5) if $ A $ is a bounded operator and $ m $, $ M $ are its greatest lower and least upper bounds, respectively, then

$$ E _ \lambda = 0 \textrm{ for } - \infty < \lambda < m \ \ \textrm{ and } \ E _ \lambda = E \textrm{ for } M < \lambda < \infty . $$

The resolution of the identity given by the operator $ A $ completely determines the spectral properties of that operator, namely:

a) a point $ \lambda $ is a regular point of $ A $ if and only if it is a point of constancy, that is, if there is a $ \delta > 0 $ such that $ E _ \mu = E _ \lambda $ for $ \mu \in ( \lambda - \delta , \lambda + \delta ) $;

b) a point $ \lambda _ {0} $ is an eigenvalue of $ A $ if and only if at this point $ E _ \lambda $ has a jump, that is, $ E _ {\lambda _ {0} + 0 } - E _ {\lambda _ {0} } > 0 $;

g) if $ E ( \Delta ) = E _ \mu - E _ \lambda $, then $ L _ {E ( \Delta ) } = E ( \Delta ) {\mathcal H} $ is an invariant subspace of $ A $.
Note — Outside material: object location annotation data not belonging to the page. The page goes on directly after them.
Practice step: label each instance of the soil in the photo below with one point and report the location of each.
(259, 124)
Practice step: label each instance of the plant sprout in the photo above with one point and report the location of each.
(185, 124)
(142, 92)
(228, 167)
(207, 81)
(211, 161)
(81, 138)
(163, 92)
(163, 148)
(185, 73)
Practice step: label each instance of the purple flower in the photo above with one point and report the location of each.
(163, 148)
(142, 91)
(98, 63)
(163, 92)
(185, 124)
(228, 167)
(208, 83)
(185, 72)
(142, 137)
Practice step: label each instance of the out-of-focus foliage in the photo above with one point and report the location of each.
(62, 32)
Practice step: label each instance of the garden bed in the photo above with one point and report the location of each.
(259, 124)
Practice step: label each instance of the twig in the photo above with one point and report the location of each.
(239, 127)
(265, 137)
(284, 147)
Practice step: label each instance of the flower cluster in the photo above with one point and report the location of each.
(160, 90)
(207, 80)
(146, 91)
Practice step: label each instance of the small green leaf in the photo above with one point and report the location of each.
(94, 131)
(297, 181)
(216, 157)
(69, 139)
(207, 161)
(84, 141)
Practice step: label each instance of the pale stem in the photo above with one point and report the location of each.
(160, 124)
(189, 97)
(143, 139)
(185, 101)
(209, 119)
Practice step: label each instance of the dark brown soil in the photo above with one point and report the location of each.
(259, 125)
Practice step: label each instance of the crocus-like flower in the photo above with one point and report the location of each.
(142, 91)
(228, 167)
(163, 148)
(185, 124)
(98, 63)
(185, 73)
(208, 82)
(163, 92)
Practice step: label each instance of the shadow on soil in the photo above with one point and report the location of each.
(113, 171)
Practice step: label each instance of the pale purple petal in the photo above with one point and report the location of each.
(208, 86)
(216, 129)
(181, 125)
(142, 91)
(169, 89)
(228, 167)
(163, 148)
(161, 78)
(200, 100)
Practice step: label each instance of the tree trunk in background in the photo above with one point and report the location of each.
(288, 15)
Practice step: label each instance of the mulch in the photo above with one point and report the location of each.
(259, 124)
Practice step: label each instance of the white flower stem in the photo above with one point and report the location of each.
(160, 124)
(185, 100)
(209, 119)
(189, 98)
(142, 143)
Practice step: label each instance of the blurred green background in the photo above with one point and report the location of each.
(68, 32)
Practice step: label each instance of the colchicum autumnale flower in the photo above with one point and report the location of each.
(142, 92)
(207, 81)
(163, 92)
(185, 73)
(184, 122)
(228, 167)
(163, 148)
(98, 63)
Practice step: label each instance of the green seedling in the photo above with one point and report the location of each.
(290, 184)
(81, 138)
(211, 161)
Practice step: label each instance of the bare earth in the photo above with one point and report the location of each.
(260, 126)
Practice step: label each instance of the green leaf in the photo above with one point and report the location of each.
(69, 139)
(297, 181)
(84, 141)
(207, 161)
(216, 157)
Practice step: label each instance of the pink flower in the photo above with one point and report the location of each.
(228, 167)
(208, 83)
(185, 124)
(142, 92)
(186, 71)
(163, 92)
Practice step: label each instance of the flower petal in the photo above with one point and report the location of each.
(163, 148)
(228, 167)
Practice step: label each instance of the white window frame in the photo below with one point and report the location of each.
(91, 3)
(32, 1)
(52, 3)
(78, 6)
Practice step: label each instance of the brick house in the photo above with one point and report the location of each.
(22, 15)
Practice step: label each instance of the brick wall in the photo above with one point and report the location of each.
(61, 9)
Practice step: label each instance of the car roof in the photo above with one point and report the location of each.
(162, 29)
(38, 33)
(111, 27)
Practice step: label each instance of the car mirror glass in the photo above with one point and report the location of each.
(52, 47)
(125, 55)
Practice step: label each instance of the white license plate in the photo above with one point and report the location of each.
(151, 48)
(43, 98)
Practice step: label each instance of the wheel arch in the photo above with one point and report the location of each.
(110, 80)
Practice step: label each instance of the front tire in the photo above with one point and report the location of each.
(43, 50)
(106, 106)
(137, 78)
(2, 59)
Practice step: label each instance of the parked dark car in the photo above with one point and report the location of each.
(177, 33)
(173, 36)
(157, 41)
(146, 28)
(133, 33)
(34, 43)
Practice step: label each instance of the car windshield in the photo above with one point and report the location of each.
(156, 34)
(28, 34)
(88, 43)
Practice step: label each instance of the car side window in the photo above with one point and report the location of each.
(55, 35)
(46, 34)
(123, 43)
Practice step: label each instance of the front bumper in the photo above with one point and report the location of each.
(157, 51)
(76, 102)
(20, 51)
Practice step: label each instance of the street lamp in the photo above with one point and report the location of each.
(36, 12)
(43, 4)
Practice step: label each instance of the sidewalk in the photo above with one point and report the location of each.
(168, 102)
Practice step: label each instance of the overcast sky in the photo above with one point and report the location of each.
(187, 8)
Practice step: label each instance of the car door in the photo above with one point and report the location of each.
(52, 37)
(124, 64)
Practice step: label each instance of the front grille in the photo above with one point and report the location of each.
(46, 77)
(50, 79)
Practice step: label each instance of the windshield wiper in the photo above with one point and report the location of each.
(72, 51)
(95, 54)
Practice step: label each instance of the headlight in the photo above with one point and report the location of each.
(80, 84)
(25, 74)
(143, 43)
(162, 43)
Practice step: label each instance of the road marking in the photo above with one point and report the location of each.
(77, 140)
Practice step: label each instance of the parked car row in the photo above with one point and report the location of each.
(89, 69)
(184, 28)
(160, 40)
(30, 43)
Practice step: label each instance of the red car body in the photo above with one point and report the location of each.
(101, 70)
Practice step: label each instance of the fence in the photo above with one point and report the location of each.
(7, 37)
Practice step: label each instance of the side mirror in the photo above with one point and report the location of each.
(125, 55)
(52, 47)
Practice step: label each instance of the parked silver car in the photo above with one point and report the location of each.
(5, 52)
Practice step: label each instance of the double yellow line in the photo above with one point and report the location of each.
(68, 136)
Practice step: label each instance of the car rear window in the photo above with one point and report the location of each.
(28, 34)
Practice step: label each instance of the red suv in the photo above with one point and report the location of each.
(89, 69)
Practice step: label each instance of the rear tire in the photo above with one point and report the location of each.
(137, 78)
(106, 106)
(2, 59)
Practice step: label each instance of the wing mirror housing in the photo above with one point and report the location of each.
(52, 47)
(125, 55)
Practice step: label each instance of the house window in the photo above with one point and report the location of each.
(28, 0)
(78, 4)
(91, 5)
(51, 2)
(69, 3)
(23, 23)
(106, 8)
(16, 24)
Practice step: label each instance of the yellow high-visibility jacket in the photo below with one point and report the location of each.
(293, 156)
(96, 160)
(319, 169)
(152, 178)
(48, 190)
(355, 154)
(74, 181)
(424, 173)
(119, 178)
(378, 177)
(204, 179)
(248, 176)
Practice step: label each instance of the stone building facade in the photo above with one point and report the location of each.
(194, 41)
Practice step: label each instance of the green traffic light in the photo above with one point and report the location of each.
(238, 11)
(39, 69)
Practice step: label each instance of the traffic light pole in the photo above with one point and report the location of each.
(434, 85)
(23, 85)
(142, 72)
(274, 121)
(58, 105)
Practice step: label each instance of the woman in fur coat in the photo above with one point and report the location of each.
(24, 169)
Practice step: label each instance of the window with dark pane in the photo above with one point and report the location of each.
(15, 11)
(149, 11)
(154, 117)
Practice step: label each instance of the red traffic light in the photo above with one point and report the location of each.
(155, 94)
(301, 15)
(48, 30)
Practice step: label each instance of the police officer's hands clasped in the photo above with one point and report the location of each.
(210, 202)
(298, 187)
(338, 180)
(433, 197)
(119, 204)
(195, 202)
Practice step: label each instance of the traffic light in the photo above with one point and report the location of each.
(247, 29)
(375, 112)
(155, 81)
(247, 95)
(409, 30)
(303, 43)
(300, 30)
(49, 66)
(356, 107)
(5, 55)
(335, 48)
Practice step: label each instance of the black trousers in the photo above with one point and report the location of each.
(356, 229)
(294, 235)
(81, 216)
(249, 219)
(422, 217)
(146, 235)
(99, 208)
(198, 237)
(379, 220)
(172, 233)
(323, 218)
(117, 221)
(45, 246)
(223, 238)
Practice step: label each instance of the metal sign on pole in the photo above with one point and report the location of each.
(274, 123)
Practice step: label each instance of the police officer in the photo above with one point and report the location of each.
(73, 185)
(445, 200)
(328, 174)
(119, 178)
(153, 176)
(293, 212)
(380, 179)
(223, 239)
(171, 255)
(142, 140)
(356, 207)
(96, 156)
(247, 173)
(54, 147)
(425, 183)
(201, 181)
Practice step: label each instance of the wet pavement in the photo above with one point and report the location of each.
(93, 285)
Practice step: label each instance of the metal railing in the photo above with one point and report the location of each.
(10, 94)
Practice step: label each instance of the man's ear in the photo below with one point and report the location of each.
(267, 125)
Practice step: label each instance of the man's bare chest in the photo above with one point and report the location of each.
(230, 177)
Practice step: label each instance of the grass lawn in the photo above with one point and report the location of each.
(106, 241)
Hence the resolution of the identity determined by the operator $ A $ is also called the spectral function of this operator (cf. Spectral resolution).
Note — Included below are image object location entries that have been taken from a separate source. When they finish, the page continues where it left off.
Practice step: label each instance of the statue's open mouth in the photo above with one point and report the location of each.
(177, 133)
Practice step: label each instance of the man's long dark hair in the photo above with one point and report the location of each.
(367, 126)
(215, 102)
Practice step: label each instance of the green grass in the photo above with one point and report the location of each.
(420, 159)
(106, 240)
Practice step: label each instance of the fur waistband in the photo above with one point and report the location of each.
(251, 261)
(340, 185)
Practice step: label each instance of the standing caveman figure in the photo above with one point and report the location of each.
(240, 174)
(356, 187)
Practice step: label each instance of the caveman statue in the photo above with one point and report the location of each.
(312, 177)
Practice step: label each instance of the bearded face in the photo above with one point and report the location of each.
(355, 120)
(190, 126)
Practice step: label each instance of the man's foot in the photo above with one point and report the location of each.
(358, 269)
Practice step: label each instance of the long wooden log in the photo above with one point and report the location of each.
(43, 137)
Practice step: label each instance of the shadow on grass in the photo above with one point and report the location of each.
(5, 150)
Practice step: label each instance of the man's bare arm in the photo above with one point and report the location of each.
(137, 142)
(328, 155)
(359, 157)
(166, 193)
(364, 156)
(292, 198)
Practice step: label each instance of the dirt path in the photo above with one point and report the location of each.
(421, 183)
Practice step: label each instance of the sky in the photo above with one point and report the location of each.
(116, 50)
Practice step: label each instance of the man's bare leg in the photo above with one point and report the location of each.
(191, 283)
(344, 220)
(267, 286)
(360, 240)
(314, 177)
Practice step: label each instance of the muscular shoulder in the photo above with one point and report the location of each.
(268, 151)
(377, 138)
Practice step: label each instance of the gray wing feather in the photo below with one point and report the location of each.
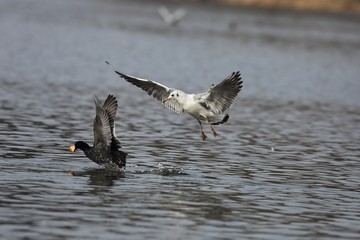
(219, 98)
(101, 128)
(155, 89)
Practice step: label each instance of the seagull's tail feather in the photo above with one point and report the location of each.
(224, 120)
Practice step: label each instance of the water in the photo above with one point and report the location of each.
(285, 166)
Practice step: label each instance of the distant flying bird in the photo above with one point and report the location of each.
(205, 107)
(106, 145)
(171, 18)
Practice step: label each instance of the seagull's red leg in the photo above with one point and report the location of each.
(212, 128)
(203, 135)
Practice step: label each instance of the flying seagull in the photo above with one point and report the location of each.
(106, 149)
(206, 107)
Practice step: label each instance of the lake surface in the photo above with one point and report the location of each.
(285, 166)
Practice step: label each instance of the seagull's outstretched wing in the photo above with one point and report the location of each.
(101, 128)
(219, 98)
(155, 89)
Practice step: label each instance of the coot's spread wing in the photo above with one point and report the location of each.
(110, 108)
(101, 128)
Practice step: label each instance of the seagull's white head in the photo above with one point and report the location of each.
(177, 95)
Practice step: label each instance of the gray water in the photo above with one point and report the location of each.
(285, 166)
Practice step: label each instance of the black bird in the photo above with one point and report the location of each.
(106, 145)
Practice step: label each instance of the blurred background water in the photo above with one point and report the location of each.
(285, 166)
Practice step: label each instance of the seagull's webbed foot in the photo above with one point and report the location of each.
(214, 132)
(203, 135)
(212, 128)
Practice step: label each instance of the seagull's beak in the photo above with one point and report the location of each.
(166, 99)
(72, 148)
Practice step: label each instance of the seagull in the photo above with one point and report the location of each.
(106, 145)
(207, 107)
(171, 18)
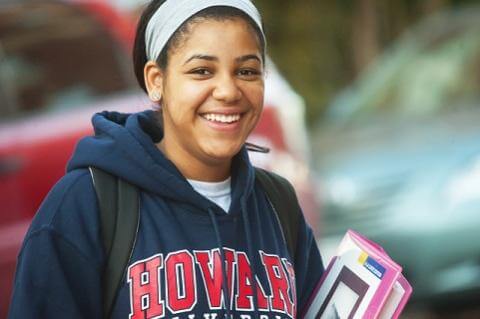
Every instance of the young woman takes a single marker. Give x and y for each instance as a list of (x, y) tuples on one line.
[(209, 243)]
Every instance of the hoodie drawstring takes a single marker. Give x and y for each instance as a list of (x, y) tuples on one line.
[(223, 262), (250, 252)]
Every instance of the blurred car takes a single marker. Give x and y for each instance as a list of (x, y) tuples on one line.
[(398, 157), (62, 61)]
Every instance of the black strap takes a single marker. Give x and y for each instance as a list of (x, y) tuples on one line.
[(119, 217), (285, 203)]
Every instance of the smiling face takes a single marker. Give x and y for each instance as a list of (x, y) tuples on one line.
[(212, 96)]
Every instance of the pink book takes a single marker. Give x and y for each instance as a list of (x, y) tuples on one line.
[(361, 282)]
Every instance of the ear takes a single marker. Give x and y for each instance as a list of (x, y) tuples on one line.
[(153, 77)]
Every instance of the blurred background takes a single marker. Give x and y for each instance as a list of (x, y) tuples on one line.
[(372, 111)]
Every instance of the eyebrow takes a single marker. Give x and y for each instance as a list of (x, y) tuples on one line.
[(213, 58)]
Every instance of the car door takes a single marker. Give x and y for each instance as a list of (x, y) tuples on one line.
[(56, 59)]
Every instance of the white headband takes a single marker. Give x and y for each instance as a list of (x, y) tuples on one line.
[(173, 13)]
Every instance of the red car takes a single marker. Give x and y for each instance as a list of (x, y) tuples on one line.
[(62, 61)]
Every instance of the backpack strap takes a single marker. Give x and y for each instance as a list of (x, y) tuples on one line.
[(119, 221), (284, 201)]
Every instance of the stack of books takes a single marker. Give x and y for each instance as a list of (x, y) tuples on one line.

Conversely, every resolution of the identity $ \{ E _ \lambda \} $ uniquely determines a self-adjoint operator $ A $ for which this resolution is the spectral function. The domain of definition $ D ( A) $ of $ A $ consists exactly of those $ x \in {\mathcal H} $ for which

$$ \int\limits _ {- \infty } ^ \infty \lambda ^ {2} d \langle E _ \lambda x , x \rangle < \infty , $$

and there is a representation of $ A $ as an operator Stieltjes integral:

$$ A = \int\limits _ {- \infty } ^ \infty \lambda d E _ \lambda . $$

References

Comments

To the property $ \gamma $) mentioned above one may add that the spectrum of the restriction of $ A $ to $ L _ {E( \Delta ) } $ is contained in the set $ \Delta $.